Dès ses premiers mois d'études, Christopher Kane se fait ainsi remarquer par Donatella Versace, qui décèle très vite chez le jeune Christopher un certain goût du glamour et du sexy racé qui lui rappelle la griffe de son frère Gianni. Il suscite chez elle un tel enthousiasme qu'elle financera sa collection de fins d'études.
Versace s'intéressant à Kane, l'alarme est donc sonnée : Anna Wintour elle-même décide de regarder de plus près le travail de ce jeune homme qui a su charmer la madone italienne. Son jugement est positif, elle invitera le jeune homme au gala que Vogue US organise chaque année, réception qui réunit tout le gotha de la mode, de Lagerfeld à Giorgio Armani. L'avenir de Christopher Kane ne peut être placé sous de meilleurs auspices…
Son défilé été 2007 sous sa griffe éponyme offre une variation psychédélique d'une petite robe ultra strech. Inspiration eighties et jet set, faux minimalisme, fluo et dentelle, corset et élasthanne cohabitent : l'effet produit est intense voir intriguant. Une telle allure, à la fois ouvertement sexy et conceptuelle en diable ne peut laisser l'assemblée indifférente. Sa collection, présentée en février 2007, ne fera qu'achever son statut de jeune prodige, exigeant et retord aux diktats commerciaux.
Le jeune Kane se fait ainsi une idée bien précise de ce qu'est ou doit être la féminité, ou tout du moins ce que lui veut en dire. Ses collections ne sont composées que de robes sophistiquées, néo baroques et chatoyantes. Aucun pantalon ou autres pièces qui pourraient faciliter le quotidien au détriment de la classe ou du sex appeal ne trouvent place dans son vestiaire. Les géants du luxe et les dieux de la mode ne comptent pas laisser filer un tel personnage.

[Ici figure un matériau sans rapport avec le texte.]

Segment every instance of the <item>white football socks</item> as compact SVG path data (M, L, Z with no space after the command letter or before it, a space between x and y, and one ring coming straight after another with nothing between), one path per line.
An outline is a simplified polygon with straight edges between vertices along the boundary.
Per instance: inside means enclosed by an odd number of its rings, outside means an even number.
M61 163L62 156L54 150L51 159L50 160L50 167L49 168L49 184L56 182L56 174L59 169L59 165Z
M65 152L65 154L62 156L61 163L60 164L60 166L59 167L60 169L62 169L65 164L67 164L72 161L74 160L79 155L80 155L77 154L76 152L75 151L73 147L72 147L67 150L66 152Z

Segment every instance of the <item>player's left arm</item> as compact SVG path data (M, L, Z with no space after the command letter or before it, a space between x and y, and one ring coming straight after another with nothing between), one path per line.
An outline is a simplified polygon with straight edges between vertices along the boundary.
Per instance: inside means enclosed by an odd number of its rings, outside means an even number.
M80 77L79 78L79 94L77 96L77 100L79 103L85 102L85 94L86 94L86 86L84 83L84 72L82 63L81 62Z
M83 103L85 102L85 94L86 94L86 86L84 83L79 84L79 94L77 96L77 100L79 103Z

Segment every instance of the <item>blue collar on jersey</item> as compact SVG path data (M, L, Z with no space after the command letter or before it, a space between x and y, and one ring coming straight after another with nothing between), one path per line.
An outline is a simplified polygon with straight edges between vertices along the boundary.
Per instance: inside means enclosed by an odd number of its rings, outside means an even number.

À peine quelques mois après être sorti de la Saint Martins School, Topshop lui commande une collection, ce qui vaudra à Christopher Kane d'être connu du grand public. Dès lors, les collaborations s'enchainent : Swarovski lui donne carte blanche pour dessiner une collection de bijoux, Manolo Blahnik s'offre ses services pour créer en duo l'opus automne-hiver de sa ligne de chaussures, et sa bonne fée Donatella Versace le nomme consultant de la maison Italienne. L'homme est un bourreau de travail, hyperactif, passionné, à contre-courant des autres jeunes designers anglais.
Il semble être celui que tous attendaient : l'année qui a suivi son arrivée sur le marché de la mode, les récompenses qui ont couronné son travail l'ont littéralement submergé. Il reçut ainsi les titres de "Nouveau Designer écossais de l'année" et "Meilleur jeune styliste" (prix décerné par le magazine ELLE), et fut désigné parmi les grands Britanniques par le Daily Telegraph… Incroyable et fulgurante ascension pour un jeune homme qui semble s'excuser lorsqu'il salue à la fin de ses défilés.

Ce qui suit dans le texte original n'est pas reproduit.